Eine kürzlich in
The Lancet veröffentlichte Studie zeigt, dass der weltweit beobachtete Anstieg der Krebsfälle weniger von biologischen als von sozioökonomischen Faktoren abhängt. Soziale Ungleichheiten, die Exposition gegenüber vermeidbaren Gefahren und erschwerter Zugang zu Gesundheitsversorgung werden dabei als Hauptursachen identifiziert. Dieses Phänomen zeichnet somit einen markanten Kontrast zwischen wohlhabenden und weniger begünstigten Nationen, wo die Krankheit weiterhin rapide fortschreitet.

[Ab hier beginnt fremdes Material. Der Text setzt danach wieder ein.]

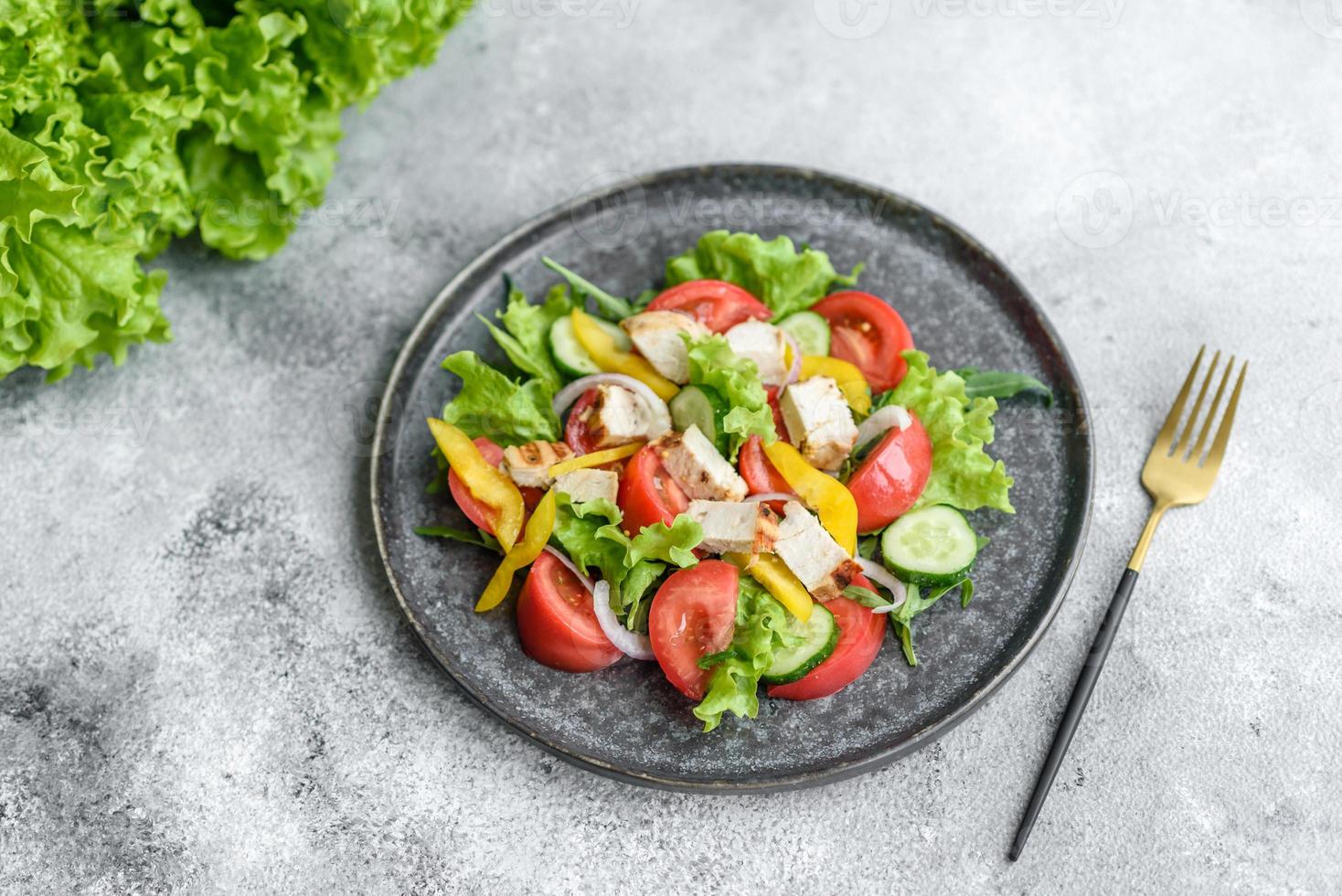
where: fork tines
[1153,347,1250,467]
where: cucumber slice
[760,603,839,684]
[667,387,728,454]
[778,311,829,354]
[550,316,634,379]
[880,505,978,588]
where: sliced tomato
[648,560,740,700]
[648,281,773,333]
[848,411,932,532]
[517,552,623,672]
[811,291,914,393]
[616,445,690,535]
[447,436,545,535]
[738,436,796,514]
[564,388,600,454]
[769,584,886,700]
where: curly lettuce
[694,575,803,731]
[683,334,778,462]
[551,492,703,631]
[667,230,861,321]
[0,0,468,381]
[442,351,559,445]
[877,350,1016,514]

Die weltweiten Zahlen verzeichnen einen stetigen Anstieg. Im Jahr 2023 wurde bei 18,5 Millionen Menschen Krebs diagnostiziert, was zu 10,4 Millionen Todesfällen führte. Die Prognosen für 2050 gehen von 30,5 Millionen neuen Fällen und 18,6 Millionen Todesfällen aus. Dieses Wachstum ist größtenteils auf die wachsende und alternde Weltbevölkerung zurückzuführen.
Ein bemerkenswerter Anteil dieser Todesfälle könnte verhindert werden, da im Jahr 2023 fast 42 % von ihnen auf modifizierbare Risikofaktoren zurückzuführen sind. Tabakkonsum steht an erster Stelle und ist für 21 % der Todesfälle verantwortlich, gefolgt von unausgewogener Ernährung, hohem Alkoholkonsum und Luftverschmutzung. Diese Faktoren betreffen insbesondere Männer, während bei Frauen Parameter wie ungeschützter Geschlechtsverkehr oder Adipositas ebenfalls einen Einfluss ausüben.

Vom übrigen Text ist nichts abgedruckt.